Today, House Democratic leaders introduced the Children’s Health Insurance Program Reauthorization Act of 2009, legislation to expand the State Children’s Health Insurance Program (SCHIP) to cover 11 million children. The program currently provides health insurance for more than 7 million children, but this legislation will protect coverage for those children and expand it to include an additional 4 million children who would otherwise be uninsured. Similar bipartisan legislation was vetoed twice by President Bush in 2007.
Speaker Pelosi:
Today, the House took the first step to achieve one of the top health care priorities for the new Congress: providing health care to 11 million children from working families. This legislation preserves the health coverage of 7 million children and extends it to 4 million uninsured children who are currently eligible for, but not enrolled in, SCHIP and Medicaid.
At a time of economic crisis, nothing could be more essential than ensuring that the children of hardworking families receive the quality care they deserve. With more than 2.6 million jobs lost last year alone, Americans are seeing the health care they and their children depend on disappear. By helping working families find affordable health care coverage, this bipartisan legislation will ensure that 11 million of America’s children grow up healthy, strong, and ready to learn.
This bipartisan, fully-paid-for children’s health insurance bill represents the New Direction many Members fought for in the last Congress, and it is only the beginning of the change we will achieve with our new President. We look forward to this legislation being among the first bills President Obama will sign into law.
Energy and Commerce Health Subcommittee Chairman Pallone:
As our nation moves deeper into a recession, millions of American families are joining the ranks of the uninsured. For the last two years, President Bush blocked our efforts to strengthen SCHIP, but change is coming to Washington.

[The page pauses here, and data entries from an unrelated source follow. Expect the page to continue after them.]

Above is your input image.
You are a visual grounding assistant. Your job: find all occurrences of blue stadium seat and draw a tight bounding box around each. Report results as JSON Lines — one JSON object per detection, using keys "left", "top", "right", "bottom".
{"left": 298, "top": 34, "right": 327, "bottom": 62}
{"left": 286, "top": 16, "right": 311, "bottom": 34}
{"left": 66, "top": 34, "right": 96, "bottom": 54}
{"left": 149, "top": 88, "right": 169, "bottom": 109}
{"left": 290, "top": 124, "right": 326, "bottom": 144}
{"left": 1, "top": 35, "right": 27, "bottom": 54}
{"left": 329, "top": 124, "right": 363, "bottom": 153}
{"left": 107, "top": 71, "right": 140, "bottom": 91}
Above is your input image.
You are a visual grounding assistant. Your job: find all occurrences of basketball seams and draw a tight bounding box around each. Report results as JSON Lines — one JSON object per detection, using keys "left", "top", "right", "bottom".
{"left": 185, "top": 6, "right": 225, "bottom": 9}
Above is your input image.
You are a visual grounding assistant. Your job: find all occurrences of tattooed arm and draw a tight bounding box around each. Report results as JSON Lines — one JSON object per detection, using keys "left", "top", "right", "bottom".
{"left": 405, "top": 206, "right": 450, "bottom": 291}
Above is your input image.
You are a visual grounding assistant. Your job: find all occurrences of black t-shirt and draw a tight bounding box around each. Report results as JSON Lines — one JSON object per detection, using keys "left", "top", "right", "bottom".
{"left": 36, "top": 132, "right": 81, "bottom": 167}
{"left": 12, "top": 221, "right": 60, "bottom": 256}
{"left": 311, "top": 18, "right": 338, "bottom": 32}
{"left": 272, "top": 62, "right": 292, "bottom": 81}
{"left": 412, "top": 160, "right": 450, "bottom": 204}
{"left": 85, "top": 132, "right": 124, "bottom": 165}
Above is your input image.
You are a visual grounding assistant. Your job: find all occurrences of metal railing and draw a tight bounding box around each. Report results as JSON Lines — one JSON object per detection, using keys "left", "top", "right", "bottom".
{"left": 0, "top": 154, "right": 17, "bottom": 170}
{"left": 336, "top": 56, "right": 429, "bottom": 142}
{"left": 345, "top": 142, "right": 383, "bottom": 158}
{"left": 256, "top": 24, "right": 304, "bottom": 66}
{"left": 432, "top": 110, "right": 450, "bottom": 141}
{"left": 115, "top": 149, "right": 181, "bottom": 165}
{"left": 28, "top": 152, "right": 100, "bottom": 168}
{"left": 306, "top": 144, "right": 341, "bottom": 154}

This week, the House should once again show its commitment to ensuring more Americans have access to affordable and quality health care by passing legislation that will reach 11 million American children.
Energy and Commerce Committee Chairman Waxman:
I am very proud that our first health care bill being considered in the new Congress and with a new President is to ensure health coverage to vulnerable children. The legislation will provide states with sufficient funding to continue their current SCHIP programs as well as to expand them to reach 4 million more low-income uninsured children. It also makes one important improvement by allowing states, at their option, to end the 5-year waiting period for low-income, uninsured children who are legal residents. This is far from health care reform, but it is a necessary start.
Energy and Commerce Committee Chairman Emeritus Dingell:
The current economic crisis makes reauthorization of this program essential. Americans are losing their jobs at alarming rates and the CHIP program will be there to ensure our nation’s children don’t fall through the cracks. In my home state of Michigan it is expected that unemployment will rise to 11.3 percent in 2009. There is no doubt that this will only increase the number of children without health insurance, which currently stands at 142,000 children. It is clear that the time to act is now. Reauthorization of the CHIP program is a great first start as we begin our work on reforming the nation’s healthcare system.
Ways and Means Committee Chairman Rangel:
I cannot think of a better investment in the future of our great nation than the health of our children. Extending the Children’s Health Insurance Program is not only good policy, it also offers an important opportunity to build bipartisan consensus on a critical issue. Congressional passage and swift enactment by President-elect Obama will demonstrate that change has come to Washington and that we are moving forward to improve economic security and quality of life for American families struggling during these hard times.
Ways and Means Health Subcommittee Chairman Stark:
I am proud to join with my colleagues to introduce this SCHIP improvement legislation. With a new President, we can and should quickly enact this legislation to help millions of children maintain their health coverage, a step made all the more important by the failing economy. I am also pleased that this bill includes a provision to finally close a loophole allowing physicians to self-refer to hospitals they own. These arrangements increase health expenditures, destabilize community hospitals by pulling profit centers out of them, and potentially endanger patients’ lives.